By and large, the meet was a success – in terms of attendance, handle, competition, and purses. They were hopeful that it could be a springboard to similar meets and that Monmouth Park had proved its worth to the governor. But it failed in that it could not be repeated. The bottom line for the state was this: Monmouth still lost $6.1 million.

“The state bailed on us,” Drazin said. “It was supposed to be, ‘We’ll find the money where you can make it happen again.’”

So now their hope is that New York’s stratospheric purses will send a healthy overflow to New Jersey. Without the salve of slots, which still seems tenuous in states like Pennsylvania where the governor wants to move funds previously designated for racing, Monmouth will have to give it a go with racing itself and other attractions. Drazin said he thinks slot machines won’t be possible for at least five years.

The offtrack wagering is a start. A company that provides tote systems has committed to putting up $18.25 million to erect three OTWs in northern New Jersey. A law passed 10 years ago allowed for 15 OTWs, but only three have been built. The next one, in Bayonne, should be operational within 12 months, and another location is scheduled to open within 24 months. The deal calls for a total of four additional OTWs. The horsemen also get a 50 percent share of the state’s account-wagering system, plus the chance to place a total of 20 betting terminals across 12 restaurants or bars, according to a new law.

Furthermore, to entice a new operator to come in so quickly, the state agreed to cover half of the expected $8 million losses in 2012. The state will also loan the horsemen $5 million for 2012, and $2 million in both 2013 and 2014. Rent is $1 per year for the first five years, $250,000 or 5 percent of net operating profits (whichever is greater) for the next 10 years, and $500,000 or 5 percent of net operating profits per year for the final 20 years.

The redevelopment plan for the 320-acre site is supposed to cost $100 million. One idea Drazin is championing is to build a casino room at Monmouth within the next year, where free-play games will be offered.

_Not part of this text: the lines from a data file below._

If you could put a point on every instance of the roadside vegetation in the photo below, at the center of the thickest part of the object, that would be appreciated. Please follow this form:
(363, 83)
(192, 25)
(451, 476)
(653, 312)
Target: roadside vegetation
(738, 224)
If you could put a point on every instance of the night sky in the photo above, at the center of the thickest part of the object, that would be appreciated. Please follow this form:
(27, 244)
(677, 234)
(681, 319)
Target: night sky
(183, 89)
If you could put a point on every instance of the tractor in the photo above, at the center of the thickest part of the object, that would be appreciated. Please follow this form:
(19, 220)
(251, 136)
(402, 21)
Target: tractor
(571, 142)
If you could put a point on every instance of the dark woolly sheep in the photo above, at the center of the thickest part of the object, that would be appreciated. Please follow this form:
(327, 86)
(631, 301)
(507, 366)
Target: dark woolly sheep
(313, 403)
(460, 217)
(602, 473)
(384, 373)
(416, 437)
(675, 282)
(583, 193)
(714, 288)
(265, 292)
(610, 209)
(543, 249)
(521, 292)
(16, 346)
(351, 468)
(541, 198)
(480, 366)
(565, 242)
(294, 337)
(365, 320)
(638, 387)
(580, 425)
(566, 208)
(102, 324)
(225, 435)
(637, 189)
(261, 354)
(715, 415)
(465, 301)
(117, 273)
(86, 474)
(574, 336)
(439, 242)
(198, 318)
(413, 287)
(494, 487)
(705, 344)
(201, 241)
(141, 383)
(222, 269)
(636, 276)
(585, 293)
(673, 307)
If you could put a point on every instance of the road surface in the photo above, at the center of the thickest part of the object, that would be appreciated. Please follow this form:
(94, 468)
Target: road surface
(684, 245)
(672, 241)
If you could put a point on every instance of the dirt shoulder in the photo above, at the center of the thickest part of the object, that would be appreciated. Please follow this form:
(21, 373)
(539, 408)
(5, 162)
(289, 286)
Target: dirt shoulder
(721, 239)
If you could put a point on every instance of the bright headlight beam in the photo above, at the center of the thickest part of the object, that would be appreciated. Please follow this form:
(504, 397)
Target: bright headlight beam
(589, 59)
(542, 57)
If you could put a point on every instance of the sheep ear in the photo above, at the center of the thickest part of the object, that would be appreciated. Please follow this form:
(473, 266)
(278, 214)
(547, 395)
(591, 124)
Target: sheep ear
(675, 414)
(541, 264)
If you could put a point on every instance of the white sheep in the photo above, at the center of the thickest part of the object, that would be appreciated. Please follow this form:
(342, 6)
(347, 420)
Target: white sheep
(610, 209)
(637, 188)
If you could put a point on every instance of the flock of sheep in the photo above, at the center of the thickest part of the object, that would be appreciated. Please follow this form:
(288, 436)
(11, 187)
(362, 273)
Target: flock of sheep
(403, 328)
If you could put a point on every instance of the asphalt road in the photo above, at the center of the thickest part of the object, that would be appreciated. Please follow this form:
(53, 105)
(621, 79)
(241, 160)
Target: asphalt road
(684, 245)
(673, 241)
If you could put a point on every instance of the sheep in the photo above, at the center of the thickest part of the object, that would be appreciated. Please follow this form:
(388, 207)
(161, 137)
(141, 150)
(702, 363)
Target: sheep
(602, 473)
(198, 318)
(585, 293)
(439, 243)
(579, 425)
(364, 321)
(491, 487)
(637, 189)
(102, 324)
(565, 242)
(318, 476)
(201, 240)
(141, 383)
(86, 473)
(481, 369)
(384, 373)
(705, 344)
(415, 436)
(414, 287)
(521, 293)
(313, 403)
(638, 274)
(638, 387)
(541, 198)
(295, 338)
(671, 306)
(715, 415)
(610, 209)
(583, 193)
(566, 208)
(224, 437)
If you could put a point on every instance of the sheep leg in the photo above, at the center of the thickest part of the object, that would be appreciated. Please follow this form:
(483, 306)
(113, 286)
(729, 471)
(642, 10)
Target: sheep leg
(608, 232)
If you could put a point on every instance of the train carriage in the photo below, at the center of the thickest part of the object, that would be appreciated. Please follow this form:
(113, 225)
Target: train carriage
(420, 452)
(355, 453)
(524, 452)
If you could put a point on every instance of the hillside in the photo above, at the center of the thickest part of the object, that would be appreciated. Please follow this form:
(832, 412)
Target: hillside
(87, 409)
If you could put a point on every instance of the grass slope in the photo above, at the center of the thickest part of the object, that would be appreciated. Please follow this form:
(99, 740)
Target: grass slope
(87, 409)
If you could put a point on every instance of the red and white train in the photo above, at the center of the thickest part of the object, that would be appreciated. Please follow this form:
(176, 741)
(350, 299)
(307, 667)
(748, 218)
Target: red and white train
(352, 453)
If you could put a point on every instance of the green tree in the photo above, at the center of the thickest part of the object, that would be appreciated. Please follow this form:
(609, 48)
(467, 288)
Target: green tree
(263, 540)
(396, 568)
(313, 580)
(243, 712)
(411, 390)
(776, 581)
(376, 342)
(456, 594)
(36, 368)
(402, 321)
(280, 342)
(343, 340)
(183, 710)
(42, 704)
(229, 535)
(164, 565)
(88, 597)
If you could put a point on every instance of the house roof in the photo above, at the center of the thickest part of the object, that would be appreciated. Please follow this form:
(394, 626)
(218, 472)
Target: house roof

An Internet gaming bill will soon land on the governor’s desk, and Drazin is seeking an amendment that will permit the track to enter into a lease agreement with a casino wherein that casino rents the room and operates Internet gaming.

This work for Drazin and all involved is staggering. Elite Management and Darby Development are startups. They are negotiating with 16 different unions on their contracts. All of the people the Sports Authority employed at Monmouth will have to be rehired on the Darby payroll. Workers’ compensation and health benefits have to be worked out.

Morale at the track finished the 2011 meet at rock-bottom, as one deadline after another passed for a deal between Bailey and the state. Bailey reportedly left the table once the state threw up yet another roadblock, this time over the transfer of the horsemen’s permits to race at the Meadowlands.

Throughout the summer and fall, the Sports Authority sent notices notifying employees that they’d be fired within 60 days once the state ceased operating the track. Four letters went out, testifying to the stop-and-start negotiations. In addition, 52 seasonal employees saw their Sports Authority pension fund liquidated one late August weekend. Under Bailey, employees expected either a 20 percent pay cut or loss of benefits. It seems unlikely the new management will deviate.

Everybody – from owners to trainers to tellers to weekend warriors – waits anxiously for the new Monmouth Park. Despite all these challenges – or rather, knowing his personality, because of them – Drazin, who maneuvered behind the scenes all those years, wants to come out from behind the curtain. Quite literally. He would like an office inside the track itself rather than the administration building.

“I think it’s important that like the face of the track, the adviser, that is helping develop these ideas is more accessible to the public,” he said. “So I want to actually be there during all the racing hours and have some place where people can come over and talk and exchange ideas.”